Becoming mortgage-free is a cherished financial objective for many Canadian homeowners. By paying off your mortgage earlier than scheduled, you can save considerable amounts in interest, alleviate financial stress, enhance your financial stability and free up cash flow to do other things.

 

Here’s a look at some potent strategies to help you pay off your mortgage more swiftly:

 

  1. Increase your mortgage payment frequency - opt for Accelerated Bi-Weekly Payments  

    The formula for calculating accelerated bi-weekly payments is to take the monthly mortgage payment and divide it by two. With accelerated bi-weekly payments, you’ll be making the equivalent of one extra monthly payment per year.  This means that by switching to accelerated bi-weekly payments, you’ll be paying off your mortgage faster and pay less interest compared to monthly payments.

  1. Round Up Your Mortgage Payments

    A simple tweak like rounding up your payments can markedly decrease your mortgage term. Even a small increase can yield significant interest savings over time.

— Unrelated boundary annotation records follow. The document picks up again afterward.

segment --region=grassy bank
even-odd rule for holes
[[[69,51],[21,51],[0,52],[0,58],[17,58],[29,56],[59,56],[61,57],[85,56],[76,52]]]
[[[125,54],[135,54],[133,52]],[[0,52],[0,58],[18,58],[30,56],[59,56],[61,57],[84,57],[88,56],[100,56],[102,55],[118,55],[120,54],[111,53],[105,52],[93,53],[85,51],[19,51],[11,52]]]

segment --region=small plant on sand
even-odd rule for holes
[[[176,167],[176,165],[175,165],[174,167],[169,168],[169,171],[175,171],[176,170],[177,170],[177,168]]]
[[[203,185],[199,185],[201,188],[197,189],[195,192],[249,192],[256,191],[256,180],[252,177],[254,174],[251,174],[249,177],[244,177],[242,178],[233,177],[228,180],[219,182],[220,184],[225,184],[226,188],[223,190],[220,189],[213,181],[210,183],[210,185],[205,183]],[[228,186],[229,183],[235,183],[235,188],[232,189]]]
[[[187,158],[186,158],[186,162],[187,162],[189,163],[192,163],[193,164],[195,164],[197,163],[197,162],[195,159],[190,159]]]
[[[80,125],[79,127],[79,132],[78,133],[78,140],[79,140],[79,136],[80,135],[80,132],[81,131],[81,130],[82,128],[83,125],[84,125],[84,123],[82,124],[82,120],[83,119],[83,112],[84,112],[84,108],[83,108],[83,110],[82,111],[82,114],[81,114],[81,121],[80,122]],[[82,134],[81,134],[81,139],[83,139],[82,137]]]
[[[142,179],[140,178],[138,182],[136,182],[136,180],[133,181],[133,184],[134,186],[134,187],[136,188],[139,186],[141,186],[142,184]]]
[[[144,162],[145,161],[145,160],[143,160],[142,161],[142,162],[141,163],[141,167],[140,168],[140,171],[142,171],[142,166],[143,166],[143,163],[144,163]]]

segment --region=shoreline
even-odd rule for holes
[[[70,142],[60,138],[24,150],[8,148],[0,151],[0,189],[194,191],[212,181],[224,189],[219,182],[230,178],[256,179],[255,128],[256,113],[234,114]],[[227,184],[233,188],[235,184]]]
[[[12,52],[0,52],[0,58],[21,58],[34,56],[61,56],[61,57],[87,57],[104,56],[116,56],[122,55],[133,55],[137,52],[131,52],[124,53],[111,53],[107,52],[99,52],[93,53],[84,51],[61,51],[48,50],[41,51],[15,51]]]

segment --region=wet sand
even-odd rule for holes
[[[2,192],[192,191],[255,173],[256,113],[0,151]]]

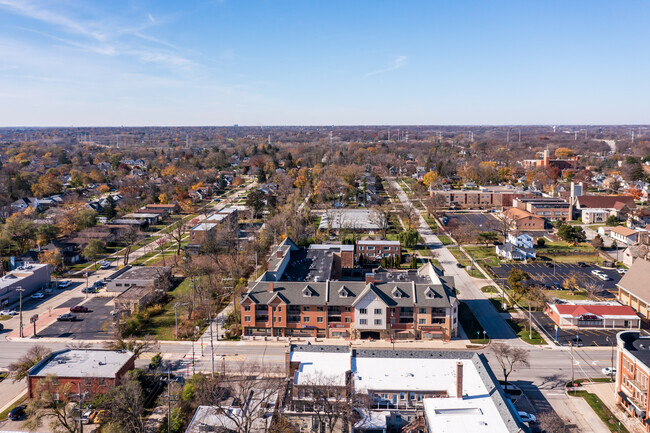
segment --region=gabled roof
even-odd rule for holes
[[[555,304],[557,312],[563,316],[580,317],[591,314],[598,317],[633,316],[637,317],[634,309],[628,305],[566,305]]]

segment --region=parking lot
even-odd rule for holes
[[[555,340],[555,322],[542,312],[533,313],[535,321],[544,328],[546,335]],[[579,346],[614,346],[616,344],[616,334],[622,329],[558,329],[557,342],[561,346],[568,346],[569,342],[575,346],[578,341]],[[650,335],[648,331],[641,330],[644,335]]]
[[[449,222],[447,225],[470,224],[480,231],[496,230],[499,221],[491,213],[446,213]]]
[[[511,263],[502,264],[499,267],[492,268],[492,271],[497,275],[498,282],[504,283],[513,268],[521,269],[531,276],[534,280],[552,286],[554,283],[562,284],[562,282],[572,276],[579,277],[580,280],[589,281],[598,284],[604,289],[599,296],[604,298],[613,298],[616,292],[616,284],[621,280],[622,275],[614,269],[604,269],[599,266],[586,264],[585,267],[580,267],[575,264],[569,263]],[[609,276],[609,281],[603,281],[600,278],[592,275],[591,271],[598,269]]]
[[[91,295],[92,296],[92,295]],[[70,308],[79,305],[85,298],[70,298],[58,305],[57,308]],[[74,322],[54,322],[47,328],[39,331],[39,337],[73,338],[76,340],[108,340],[110,332],[104,326],[111,323],[110,312],[113,310],[112,298],[93,297],[83,303],[88,307],[88,313],[74,313],[77,320]]]

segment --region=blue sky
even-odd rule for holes
[[[650,3],[0,0],[0,126],[650,123]]]

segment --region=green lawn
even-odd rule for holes
[[[458,248],[456,248],[456,247],[449,248],[449,252],[452,253],[454,255],[454,257],[456,257],[456,260],[458,260],[458,263],[460,263],[461,265],[463,265],[465,267],[465,271],[470,276],[472,276],[474,278],[485,279],[485,276],[483,275],[483,273],[480,270],[476,269],[476,266],[473,265],[471,260],[469,258],[467,258],[467,256],[465,254],[463,254],[463,252],[461,252]],[[471,270],[467,268],[468,266],[471,266]]]
[[[611,410],[596,395],[587,391],[569,391],[569,395],[584,398],[589,406],[596,412],[596,415],[605,423],[609,431],[629,433],[623,424],[614,416]]]
[[[513,331],[521,338],[523,341],[525,341],[528,344],[546,344],[546,341],[542,338],[541,335],[535,329],[533,329],[532,333],[529,332],[529,326],[528,326],[528,321],[526,320],[521,320],[521,321],[515,321],[512,319],[507,319],[506,322],[510,325]],[[533,338],[530,338],[532,336]]]
[[[465,334],[469,338],[469,341],[474,344],[484,344],[487,343],[486,339],[483,339],[483,327],[474,317],[472,310],[464,302],[460,302],[458,308],[458,320],[460,321],[460,326],[463,327]],[[480,338],[477,338],[479,336]]]

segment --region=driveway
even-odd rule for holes
[[[390,179],[389,182],[397,191],[397,197],[402,202],[402,205],[412,206],[411,201],[404,193],[402,187],[394,179]],[[458,261],[456,258],[445,248],[442,242],[440,242],[440,239],[433,234],[431,228],[419,212],[418,216],[420,218],[418,232],[420,232],[424,243],[437,254],[437,259],[445,271],[445,275],[454,277],[456,289],[459,292],[458,298],[467,303],[483,329],[487,331],[488,337],[491,339],[520,341],[510,325],[503,320],[494,306],[492,306],[492,303],[483,296],[483,292],[481,292],[480,288],[474,283],[467,272],[457,267]]]
[[[70,308],[75,305],[88,307],[88,313],[74,313],[77,320],[74,322],[54,322],[47,328],[39,331],[41,338],[72,338],[75,340],[109,340],[111,334],[105,324],[112,323],[111,310],[112,298],[95,297],[87,302],[84,298],[71,298],[59,307]]]

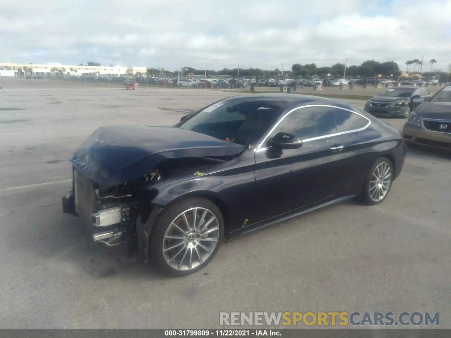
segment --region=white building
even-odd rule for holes
[[[105,76],[124,76],[135,75],[141,73],[145,75],[147,68],[145,67],[127,67],[126,66],[80,66],[61,64],[20,64],[0,63],[0,69],[15,70],[16,72],[29,73],[32,71],[35,75],[83,75],[97,74]],[[22,71],[22,72],[21,72]]]

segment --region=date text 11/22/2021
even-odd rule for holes
[[[280,336],[281,333],[277,330],[166,330],[166,337],[257,337],[271,336]]]

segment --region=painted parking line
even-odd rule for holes
[[[13,191],[13,190],[19,190],[21,189],[27,189],[28,188],[34,188],[36,187],[41,187],[42,186],[50,185],[51,184],[59,184],[61,183],[68,183],[72,182],[72,179],[64,179],[62,181],[54,181],[52,182],[44,182],[44,183],[37,183],[36,184],[28,184],[27,185],[20,185],[17,187],[10,187],[8,188],[0,188],[0,192],[3,192]]]

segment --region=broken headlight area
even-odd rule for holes
[[[109,246],[126,241],[131,243],[136,239],[136,220],[144,201],[150,201],[156,196],[156,191],[151,187],[153,184],[190,171],[195,175],[196,170],[232,158],[218,156],[170,159],[142,177],[103,190],[73,168],[72,190],[63,198],[63,211],[79,216],[87,226],[95,242]]]
[[[95,242],[112,246],[133,240],[143,190],[139,181],[100,190],[92,180],[73,169],[72,190],[63,198],[63,210],[78,216]],[[145,178],[141,178],[145,182]]]

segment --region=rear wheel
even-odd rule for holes
[[[218,207],[204,198],[178,202],[163,212],[149,238],[149,254],[158,267],[174,276],[203,268],[216,254],[224,235]]]
[[[391,187],[393,172],[391,162],[386,157],[381,157],[374,164],[360,196],[365,204],[374,206],[385,199]]]

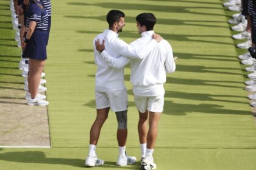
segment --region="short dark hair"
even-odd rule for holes
[[[120,18],[124,18],[124,13],[117,10],[112,10],[107,15],[107,22],[110,27],[116,22],[119,22]]]
[[[157,18],[152,13],[142,13],[136,17],[136,21],[141,27],[145,25],[147,31],[151,31],[154,29]]]

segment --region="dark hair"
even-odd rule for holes
[[[107,15],[107,21],[110,27],[112,27],[113,24],[119,21],[120,18],[124,18],[124,13],[117,10],[112,10]]]
[[[151,31],[154,29],[157,18],[152,13],[142,13],[136,17],[136,21],[141,27],[145,25],[147,31]]]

  2. Make Lump Sum Payments

    Applying unexpected financial gains, such as tax refunds or bonuses, to your mortgage can substantially reduce your balance. Most lenders allow lump sum payments up to 10-20% of your principal annually without penalties.

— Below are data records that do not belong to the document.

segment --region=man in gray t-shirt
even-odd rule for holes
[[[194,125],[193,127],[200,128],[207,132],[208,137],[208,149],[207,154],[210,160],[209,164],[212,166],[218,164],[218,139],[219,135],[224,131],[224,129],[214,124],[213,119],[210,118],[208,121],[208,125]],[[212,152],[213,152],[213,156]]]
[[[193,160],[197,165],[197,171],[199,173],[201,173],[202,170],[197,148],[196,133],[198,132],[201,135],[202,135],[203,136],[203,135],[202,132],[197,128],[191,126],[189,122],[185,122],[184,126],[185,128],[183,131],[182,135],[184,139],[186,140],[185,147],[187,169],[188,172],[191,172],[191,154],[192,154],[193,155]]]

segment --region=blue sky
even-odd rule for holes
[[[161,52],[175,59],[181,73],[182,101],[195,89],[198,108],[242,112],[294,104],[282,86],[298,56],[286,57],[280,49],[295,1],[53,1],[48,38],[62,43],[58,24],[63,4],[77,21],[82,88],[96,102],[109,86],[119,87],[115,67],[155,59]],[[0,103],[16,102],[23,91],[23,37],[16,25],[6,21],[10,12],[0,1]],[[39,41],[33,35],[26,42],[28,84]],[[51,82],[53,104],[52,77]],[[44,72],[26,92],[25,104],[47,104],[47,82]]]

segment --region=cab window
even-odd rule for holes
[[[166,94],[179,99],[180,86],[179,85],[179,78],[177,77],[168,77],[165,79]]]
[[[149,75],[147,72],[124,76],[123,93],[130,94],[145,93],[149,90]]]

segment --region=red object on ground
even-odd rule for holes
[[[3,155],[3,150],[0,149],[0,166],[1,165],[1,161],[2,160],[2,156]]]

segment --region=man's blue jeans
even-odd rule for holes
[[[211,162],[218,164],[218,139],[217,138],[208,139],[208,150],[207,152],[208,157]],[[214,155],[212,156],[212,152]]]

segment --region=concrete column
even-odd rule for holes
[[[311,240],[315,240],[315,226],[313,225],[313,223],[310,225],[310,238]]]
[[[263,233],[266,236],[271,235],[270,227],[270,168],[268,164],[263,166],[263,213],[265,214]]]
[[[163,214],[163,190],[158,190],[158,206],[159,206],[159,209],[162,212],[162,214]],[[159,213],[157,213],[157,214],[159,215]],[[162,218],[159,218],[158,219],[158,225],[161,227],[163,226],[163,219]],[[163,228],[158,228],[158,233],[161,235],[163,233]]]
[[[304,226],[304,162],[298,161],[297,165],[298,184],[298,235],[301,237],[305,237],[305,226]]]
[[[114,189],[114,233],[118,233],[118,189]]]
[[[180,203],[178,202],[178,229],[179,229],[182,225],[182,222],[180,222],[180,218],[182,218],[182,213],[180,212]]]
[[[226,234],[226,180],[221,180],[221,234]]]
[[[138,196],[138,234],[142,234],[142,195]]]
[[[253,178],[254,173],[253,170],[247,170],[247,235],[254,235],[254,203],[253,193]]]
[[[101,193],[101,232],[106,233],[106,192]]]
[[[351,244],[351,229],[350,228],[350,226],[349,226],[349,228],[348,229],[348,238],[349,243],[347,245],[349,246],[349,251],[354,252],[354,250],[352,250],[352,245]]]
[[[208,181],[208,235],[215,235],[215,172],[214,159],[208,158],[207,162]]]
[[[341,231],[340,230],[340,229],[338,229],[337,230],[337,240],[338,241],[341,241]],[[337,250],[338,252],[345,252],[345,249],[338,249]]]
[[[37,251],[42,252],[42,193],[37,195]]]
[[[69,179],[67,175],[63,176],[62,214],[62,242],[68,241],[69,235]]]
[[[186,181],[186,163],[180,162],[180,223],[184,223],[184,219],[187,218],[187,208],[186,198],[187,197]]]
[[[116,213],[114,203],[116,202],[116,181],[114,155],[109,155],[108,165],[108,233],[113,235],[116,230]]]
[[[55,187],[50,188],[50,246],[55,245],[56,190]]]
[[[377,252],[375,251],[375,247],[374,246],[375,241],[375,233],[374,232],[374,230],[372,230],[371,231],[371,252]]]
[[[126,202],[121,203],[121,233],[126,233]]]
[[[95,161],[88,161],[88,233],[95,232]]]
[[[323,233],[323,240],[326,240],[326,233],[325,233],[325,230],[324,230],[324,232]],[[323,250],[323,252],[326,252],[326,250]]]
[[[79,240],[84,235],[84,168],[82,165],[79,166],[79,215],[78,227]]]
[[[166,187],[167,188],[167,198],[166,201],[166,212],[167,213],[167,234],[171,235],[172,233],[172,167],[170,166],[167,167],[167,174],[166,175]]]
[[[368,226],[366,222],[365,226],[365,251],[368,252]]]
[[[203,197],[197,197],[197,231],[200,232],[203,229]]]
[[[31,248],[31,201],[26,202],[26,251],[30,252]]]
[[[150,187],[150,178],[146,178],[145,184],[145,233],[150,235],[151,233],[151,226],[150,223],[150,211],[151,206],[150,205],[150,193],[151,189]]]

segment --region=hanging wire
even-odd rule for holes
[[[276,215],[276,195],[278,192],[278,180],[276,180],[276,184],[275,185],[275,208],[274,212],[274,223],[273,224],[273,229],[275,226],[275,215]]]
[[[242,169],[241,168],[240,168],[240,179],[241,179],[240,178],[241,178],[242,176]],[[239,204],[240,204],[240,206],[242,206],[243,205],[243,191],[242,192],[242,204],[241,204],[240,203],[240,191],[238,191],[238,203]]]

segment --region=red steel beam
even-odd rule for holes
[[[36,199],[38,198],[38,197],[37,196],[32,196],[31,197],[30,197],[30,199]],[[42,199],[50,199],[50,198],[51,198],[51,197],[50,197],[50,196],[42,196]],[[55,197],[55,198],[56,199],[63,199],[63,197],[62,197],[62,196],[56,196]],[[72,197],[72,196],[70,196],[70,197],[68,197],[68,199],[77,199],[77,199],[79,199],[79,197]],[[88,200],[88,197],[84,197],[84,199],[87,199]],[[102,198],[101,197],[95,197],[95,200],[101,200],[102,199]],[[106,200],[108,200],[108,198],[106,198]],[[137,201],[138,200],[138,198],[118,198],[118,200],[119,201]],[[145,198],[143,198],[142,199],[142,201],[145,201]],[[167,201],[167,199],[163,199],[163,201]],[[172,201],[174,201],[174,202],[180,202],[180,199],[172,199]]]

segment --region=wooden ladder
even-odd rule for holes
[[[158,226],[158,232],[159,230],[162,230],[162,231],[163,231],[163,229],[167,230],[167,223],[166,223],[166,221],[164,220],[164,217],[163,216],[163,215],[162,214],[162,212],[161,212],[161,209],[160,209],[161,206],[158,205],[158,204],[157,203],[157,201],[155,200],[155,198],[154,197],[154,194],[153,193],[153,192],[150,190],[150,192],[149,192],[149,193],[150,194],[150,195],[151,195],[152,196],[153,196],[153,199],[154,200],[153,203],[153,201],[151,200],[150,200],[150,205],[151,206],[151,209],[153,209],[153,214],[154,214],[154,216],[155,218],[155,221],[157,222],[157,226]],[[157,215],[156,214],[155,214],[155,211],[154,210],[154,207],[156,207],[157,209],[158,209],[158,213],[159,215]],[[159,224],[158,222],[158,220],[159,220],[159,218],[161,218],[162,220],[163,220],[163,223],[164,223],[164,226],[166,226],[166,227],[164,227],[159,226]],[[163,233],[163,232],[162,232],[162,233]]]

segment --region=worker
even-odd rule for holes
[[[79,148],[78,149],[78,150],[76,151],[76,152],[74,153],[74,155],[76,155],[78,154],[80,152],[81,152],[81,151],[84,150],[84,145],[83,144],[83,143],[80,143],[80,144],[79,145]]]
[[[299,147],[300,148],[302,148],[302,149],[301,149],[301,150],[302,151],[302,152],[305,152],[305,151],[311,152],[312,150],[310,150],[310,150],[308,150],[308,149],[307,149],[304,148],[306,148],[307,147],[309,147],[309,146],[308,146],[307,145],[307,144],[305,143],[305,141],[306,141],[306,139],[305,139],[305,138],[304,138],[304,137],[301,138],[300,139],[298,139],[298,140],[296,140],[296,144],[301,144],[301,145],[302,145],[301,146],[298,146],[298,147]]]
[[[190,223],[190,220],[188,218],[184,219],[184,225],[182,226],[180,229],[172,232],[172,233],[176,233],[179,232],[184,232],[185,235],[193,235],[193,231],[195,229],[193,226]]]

  1. Double Up Your Payments

    If your mortgage plan allows it, doubling your payment occasionally can drastically reduce your principal.

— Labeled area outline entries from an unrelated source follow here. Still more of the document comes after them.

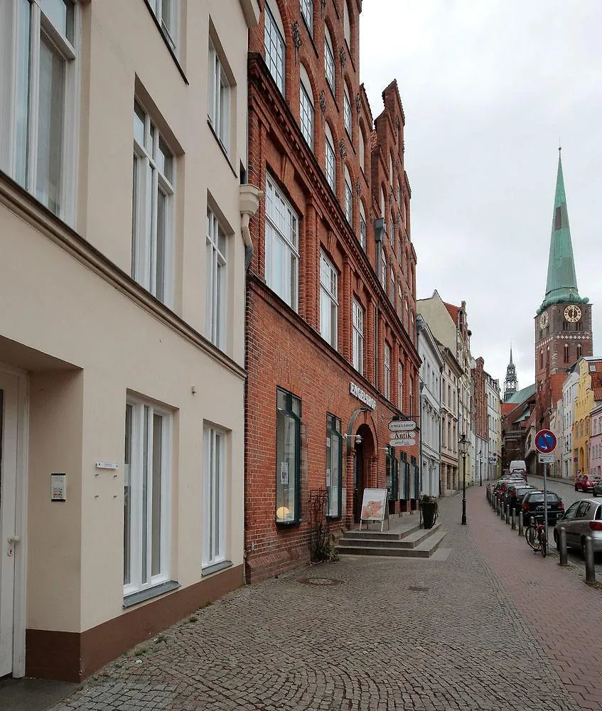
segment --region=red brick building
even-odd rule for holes
[[[245,552],[253,582],[308,555],[310,493],[333,533],[366,487],[418,495],[416,254],[397,83],[375,129],[359,82],[360,0],[267,0],[251,31],[249,180],[264,192],[247,274]]]

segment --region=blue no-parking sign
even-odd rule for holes
[[[556,449],[556,435],[549,429],[540,429],[535,435],[535,449],[542,454],[549,454]]]

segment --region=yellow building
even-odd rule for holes
[[[577,474],[589,471],[590,415],[602,401],[602,358],[582,358],[577,363],[579,380],[575,398],[573,424],[573,456]]]

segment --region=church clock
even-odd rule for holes
[[[564,318],[571,324],[576,323],[581,317],[581,310],[574,304],[571,304],[564,309]]]

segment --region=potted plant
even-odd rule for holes
[[[425,528],[432,528],[437,520],[439,507],[436,496],[423,494],[420,498],[420,508],[422,511],[422,521]]]

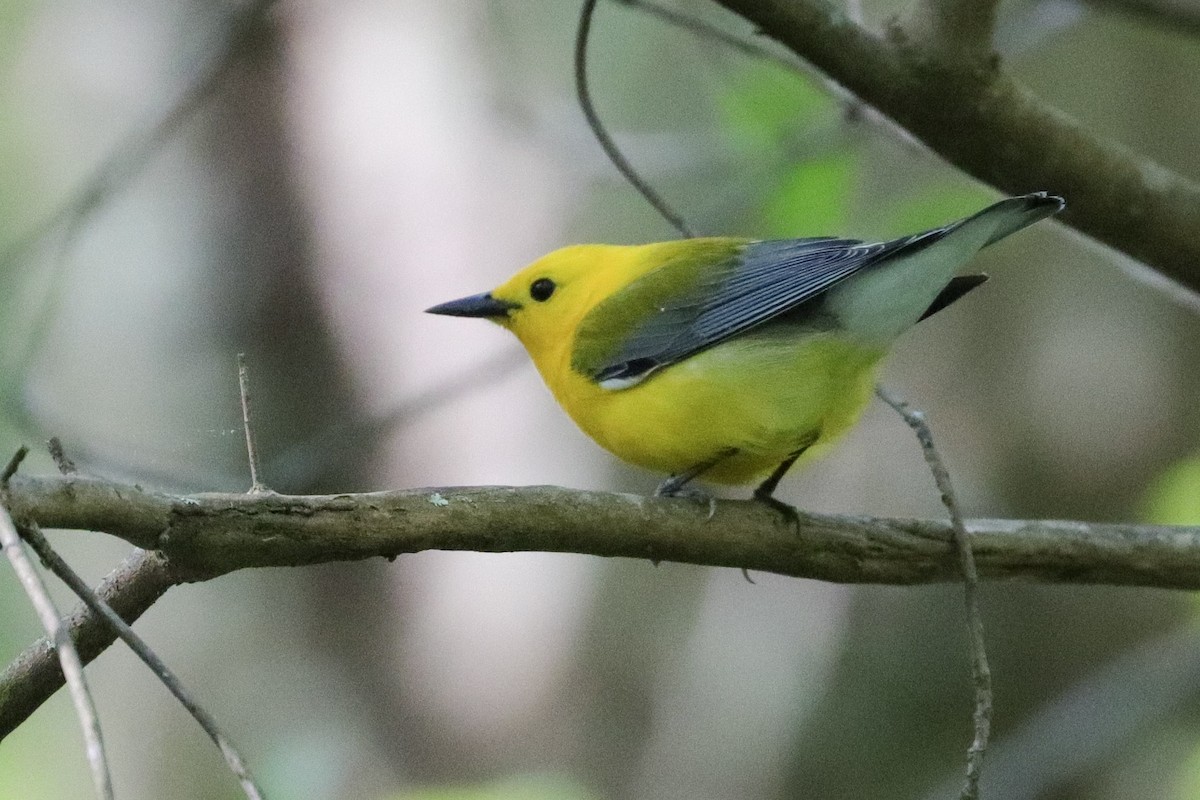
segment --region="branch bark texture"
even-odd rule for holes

  2. Improve Your Credit Score

    A higher credit score can secure you more favorable mortgage rates, reducing costs over the life of your loan. Increasing the frequency of credit card payments can help manage and possibly improve your credit utilization ratio

 

  1. Refinance for Better Terms

    Refinancing if/when interest rates are lower will lower your contracted monthly payments. If you refinance, consider continuing to pay your original mortgage payment amount to reduce your principal faster.
    Example: If refinancing drops your payments from $1,200 to $1,100, keep paying $1,200 to cut down your mortgage period.

 

  1. Stay on top of rates if you have a Variable Rate Mortgage

    It’s important to monitor interest rate trends - especially if you are in a variable rate mortgage. If rates climb and are expected to continue to climb, switching to a fixed rate might be wise. Conversely, if rates drop, you may want to lock into a fixed rate and/or maintain your higher payment amount to capitalize on the reduction.

Conclusion

Applying these strategies effectively requires diligent planning and consistency. Consulting a mortgage agent can be invaluable—they can guide you through the diverse products and terms available and help identify opportunities tailored to expedite your journey to becoming mortgage-free. Remember, some lenders offer more advantageous or flexible options than others, potentially aiding you in clearing your mortgage faster.